At The National, Tony Karon wrote:
The former US president Jimmy Carter set off a firestorm in 2006 when he said that Israel would have to choose between maintaining an apartheid occupation of the West Bank and Gaza and a two-state peace agreement with the Palestinians. That Mr Carter brokered Israel’s most important peace treaty with an Arab country was immaterial; he was branded an enemy of Israel, an anti-Semite and even a Holocaust-denier.
Israel’s friends in the US reacted out of instinct, knowing that an association with apartheid – South Africa’s erstwhile system of racial oppression – would bring international condemnation and isolation. But there was no word of protest from that quarter last week when Israel’s defence minister said what Mr Carter had. “If, and as long as between the Jordan (River) and the (Mediterranean) Sea there is only one political entity, named Israel, it will end up being either non-Jewish or non-democratic,” warned Ehud Barak, speaking at Israel’s annual Herzliya security conference. “If the Palestinians vote in elections it is a binational state and if they don’t vote it is an apartheid state.”
Which, of course, is exactly what Mr Carter was arguing. The former Israeli prime minister Ehud Olmert warned in November 2007 that without a two-state solution, Israel would “face a South African-style struggle for equal voting rights”, which it would be unable to win because American Jews would not support a state that denies voting rights to all of its subjects.

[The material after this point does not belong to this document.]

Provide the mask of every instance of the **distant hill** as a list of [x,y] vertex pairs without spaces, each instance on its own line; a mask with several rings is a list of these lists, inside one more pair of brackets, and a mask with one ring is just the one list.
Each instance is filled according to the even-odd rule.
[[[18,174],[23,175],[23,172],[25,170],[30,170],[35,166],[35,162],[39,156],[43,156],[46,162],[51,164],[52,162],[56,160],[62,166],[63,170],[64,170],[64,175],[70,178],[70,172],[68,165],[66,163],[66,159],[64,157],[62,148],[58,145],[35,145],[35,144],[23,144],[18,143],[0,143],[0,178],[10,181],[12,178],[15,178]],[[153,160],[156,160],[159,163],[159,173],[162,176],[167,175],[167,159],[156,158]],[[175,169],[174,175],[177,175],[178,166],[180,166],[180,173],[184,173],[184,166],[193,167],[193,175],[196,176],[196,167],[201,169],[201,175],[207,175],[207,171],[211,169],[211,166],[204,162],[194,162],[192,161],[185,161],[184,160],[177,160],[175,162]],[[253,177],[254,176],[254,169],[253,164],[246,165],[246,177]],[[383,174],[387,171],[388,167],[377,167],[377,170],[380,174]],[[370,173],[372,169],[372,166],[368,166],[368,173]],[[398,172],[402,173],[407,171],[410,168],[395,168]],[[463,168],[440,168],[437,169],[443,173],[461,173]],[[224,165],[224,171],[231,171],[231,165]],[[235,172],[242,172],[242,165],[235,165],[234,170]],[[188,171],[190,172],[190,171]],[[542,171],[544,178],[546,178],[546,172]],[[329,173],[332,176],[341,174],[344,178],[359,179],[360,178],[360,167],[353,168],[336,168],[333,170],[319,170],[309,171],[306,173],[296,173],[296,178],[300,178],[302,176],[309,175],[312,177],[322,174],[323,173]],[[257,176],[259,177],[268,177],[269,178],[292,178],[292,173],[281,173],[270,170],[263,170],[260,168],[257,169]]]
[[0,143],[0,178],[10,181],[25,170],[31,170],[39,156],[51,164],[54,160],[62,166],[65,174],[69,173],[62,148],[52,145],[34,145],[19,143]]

Haaretz reports that the UN is likely to to refer the findings of the Goldstone report to the International Court of Justice in The Hague:
A decision to bring the report on last year’s Gaza war before the court would follow a debate in the UN General Assembly over Secretary General Ban Ki-Moon’s response to the document last week.
Assembly president Ali Abdussalam Treki announced on Saturday that member states were drawing up a plan of action over Ban’s answer to the report, in which retired South African Judge Richard Goldstone accused both Israel and Hamas of war crimes.
Treki, a senior Libyan diplomat, did not give a target date for a debate by the assembly – but the tone of his press release implied that he would push for a full discussion of the issue, diplomats said.